2022 ACS estimates using MET2013

I have noticed that 1-year 2022 ACS is not harmonized well with MET2013.

When I tabulate the number of households for each MSA of MET2013 from 2006 to 2022 ACS, some MSAs in 2022 have a significant reduction in the number of households.

To figure it out, I looked at the number of PUMAs in San Diego MSA (41740) over time. There are several PUMAs in 2022 that are not included in the San Diego MSA, resulting in a significant reduction in households in 2022 San Diego.

San Diego MSA consists of one county which is San Diego County. Is this an error in which some 2020 PUMAs are not correctly identified by the MET2013 variable?

I found there are many MSAs that have similar issues in their 2022 estimates using MET2013.

Do you have a plan for updating MET2013 for 2022 ACS?

Yes, we just recently determined that there are some problems with MET2013 in the 2022 1-year sample, and we hope to make corrections soon. We’ll try to reply here when that’s done.

In the meantime, you might consider using the crosswalk we’ve posted here, which describes associations between 2013 metro areas and 2020 PUMAs. Any ACS respondent who resides in a PUMA with a majority of its population in an identifiable metro area should be assigned a code for that metro area. We believe the crosswalk accurately describes these associations, but the MET2013 variable is currently missing a number of associations between PUMAs and metro areas.

While we are currently investigating concerns regarding some MET2013 areas in the 2022 files (specifically those that are identified with a commission/omission error), the San Diego metro area is coded correctly using the 22 PUMAs that are all fully contained within the metro area. You can find the list of PUMAs that compose each metro area in the Crosswalk Between 2013 MSAs and 2020 PUMAs document on the resource page that Jonathan linked to.
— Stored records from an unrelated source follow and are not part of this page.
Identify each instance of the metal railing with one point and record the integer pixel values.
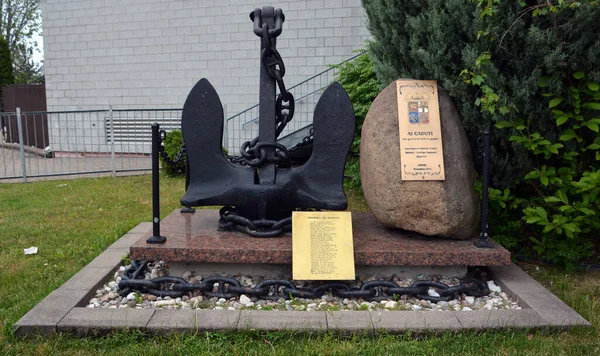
(62, 143)
(243, 126)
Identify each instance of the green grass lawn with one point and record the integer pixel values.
(73, 221)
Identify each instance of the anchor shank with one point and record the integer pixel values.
(266, 123)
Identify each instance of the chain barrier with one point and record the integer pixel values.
(228, 287)
(257, 228)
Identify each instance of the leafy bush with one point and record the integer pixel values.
(491, 56)
(502, 47)
(563, 205)
(359, 80)
(172, 144)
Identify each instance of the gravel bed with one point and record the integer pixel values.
(108, 297)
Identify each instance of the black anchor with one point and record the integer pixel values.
(265, 193)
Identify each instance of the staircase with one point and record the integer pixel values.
(243, 126)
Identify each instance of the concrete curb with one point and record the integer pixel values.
(64, 310)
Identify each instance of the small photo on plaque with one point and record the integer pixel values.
(418, 112)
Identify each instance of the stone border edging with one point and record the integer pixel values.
(64, 310)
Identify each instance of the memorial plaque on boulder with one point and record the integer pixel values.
(445, 208)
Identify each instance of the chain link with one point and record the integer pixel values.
(257, 228)
(252, 152)
(228, 287)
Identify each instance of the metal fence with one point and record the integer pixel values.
(61, 143)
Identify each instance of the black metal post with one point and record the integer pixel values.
(483, 241)
(156, 238)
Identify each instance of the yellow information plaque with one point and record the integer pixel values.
(322, 245)
(421, 152)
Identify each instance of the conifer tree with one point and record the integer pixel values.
(438, 39)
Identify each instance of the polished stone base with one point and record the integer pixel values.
(194, 238)
(64, 311)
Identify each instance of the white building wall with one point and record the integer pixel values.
(150, 53)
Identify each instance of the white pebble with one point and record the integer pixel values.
(493, 287)
(391, 304)
(162, 303)
(432, 293)
(244, 300)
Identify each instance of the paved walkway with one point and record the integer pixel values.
(65, 165)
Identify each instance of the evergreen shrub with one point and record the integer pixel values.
(510, 51)
(172, 144)
(359, 80)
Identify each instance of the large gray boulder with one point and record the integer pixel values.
(448, 208)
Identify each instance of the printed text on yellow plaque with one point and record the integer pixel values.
(421, 152)
(322, 246)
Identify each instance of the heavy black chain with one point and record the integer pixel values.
(307, 140)
(162, 135)
(228, 287)
(253, 152)
(257, 228)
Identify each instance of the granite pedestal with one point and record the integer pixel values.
(193, 238)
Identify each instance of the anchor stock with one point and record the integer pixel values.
(261, 191)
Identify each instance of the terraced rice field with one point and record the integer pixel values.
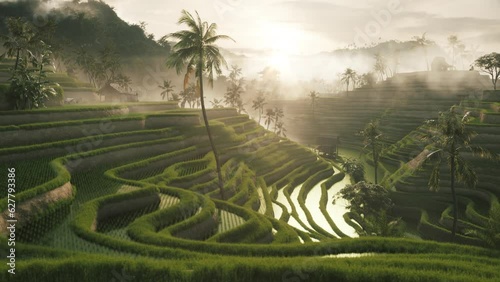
(140, 192)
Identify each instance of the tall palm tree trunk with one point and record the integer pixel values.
(212, 144)
(454, 196)
(375, 162)
(17, 59)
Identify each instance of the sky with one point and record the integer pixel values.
(312, 26)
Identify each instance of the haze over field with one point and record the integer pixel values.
(299, 37)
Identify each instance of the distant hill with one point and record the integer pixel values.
(91, 23)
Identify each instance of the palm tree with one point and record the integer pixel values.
(371, 135)
(20, 40)
(196, 52)
(453, 42)
(167, 88)
(348, 75)
(280, 129)
(451, 137)
(269, 117)
(380, 66)
(216, 103)
(278, 113)
(423, 42)
(314, 96)
(235, 88)
(258, 105)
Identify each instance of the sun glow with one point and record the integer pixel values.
(283, 41)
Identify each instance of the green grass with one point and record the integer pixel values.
(191, 235)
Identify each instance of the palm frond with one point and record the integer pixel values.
(465, 173)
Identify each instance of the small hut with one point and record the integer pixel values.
(328, 145)
(112, 93)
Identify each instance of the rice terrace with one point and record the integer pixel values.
(249, 140)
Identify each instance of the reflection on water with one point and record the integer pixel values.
(337, 210)
(350, 255)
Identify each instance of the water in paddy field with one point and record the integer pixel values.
(291, 221)
(294, 197)
(312, 204)
(277, 211)
(337, 210)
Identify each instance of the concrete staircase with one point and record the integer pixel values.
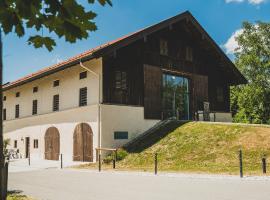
(152, 135)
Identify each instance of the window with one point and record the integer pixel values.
(56, 102)
(17, 111)
(56, 83)
(35, 89)
(34, 107)
(120, 80)
(83, 75)
(220, 95)
(189, 54)
(36, 144)
(164, 47)
(120, 135)
(83, 97)
(4, 114)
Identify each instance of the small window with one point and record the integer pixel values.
(83, 97)
(189, 54)
(4, 114)
(34, 107)
(164, 47)
(220, 95)
(36, 144)
(83, 75)
(56, 102)
(56, 83)
(120, 80)
(17, 111)
(120, 135)
(35, 89)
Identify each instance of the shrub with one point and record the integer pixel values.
(121, 154)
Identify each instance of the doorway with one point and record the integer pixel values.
(27, 147)
(52, 144)
(83, 143)
(175, 97)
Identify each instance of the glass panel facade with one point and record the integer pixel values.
(175, 97)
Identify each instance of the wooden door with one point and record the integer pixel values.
(152, 92)
(83, 143)
(52, 144)
(27, 147)
(200, 84)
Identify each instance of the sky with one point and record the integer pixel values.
(222, 19)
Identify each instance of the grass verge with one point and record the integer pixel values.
(203, 148)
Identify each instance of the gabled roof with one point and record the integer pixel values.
(121, 42)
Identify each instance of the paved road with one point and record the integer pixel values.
(55, 184)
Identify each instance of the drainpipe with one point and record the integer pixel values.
(99, 102)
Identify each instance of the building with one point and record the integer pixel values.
(166, 70)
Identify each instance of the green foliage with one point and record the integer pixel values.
(121, 154)
(251, 103)
(67, 19)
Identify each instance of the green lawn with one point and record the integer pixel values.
(15, 195)
(204, 148)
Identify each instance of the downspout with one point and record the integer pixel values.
(99, 102)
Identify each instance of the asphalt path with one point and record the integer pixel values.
(68, 184)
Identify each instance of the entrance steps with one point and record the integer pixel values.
(152, 135)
A tabulation of the data confirms that all of these PUMAs are correctly coded with MET2013 = 41740.

I suspect the issue you are encountering is that the codes for PUMAs change over different vintages; PUMAs are updated following each decennial census, creating a new vintage of PUMAs that may use codes from the previous vintage but associate them with a different PUMA. For example, PUMAs 7303, 7304, and 7305 (in STATEFIP = 6) were part of the San Diego metro area in 2012-2021, however, the 2022 vintage PUMA boundaries affect these codes. The area that PUMA 7303 encompassed (Vista City) from 2012-2021 is covered by PUMA 7323 in 2022-onwards (you can see an overlay of the two PUMA vintages on this page).

Thanks for your answer. After reviewing the dataset again, I doubt some 2022 PUMAs are not correctly matched with MET2013. I just looked at the 2022 ACS sample for the San Diego MSA.
I keep only the observations with statefip==06 & countyfip==073 since San Diego MSA consists of one county of San Diego.

There remain 32,966 observations. Among these, 8,087 data points are assigned as ‘not in identifiable area’ for MET2013. The other 24,879 obs are labeled as San Diego-Carlsbad.

The puma code of obs with ‘not in identifiable area’ is 7301. This code should be one of the San Diego-Carlsbad MSA (41740). I checked the crosswalk table and it reads like that.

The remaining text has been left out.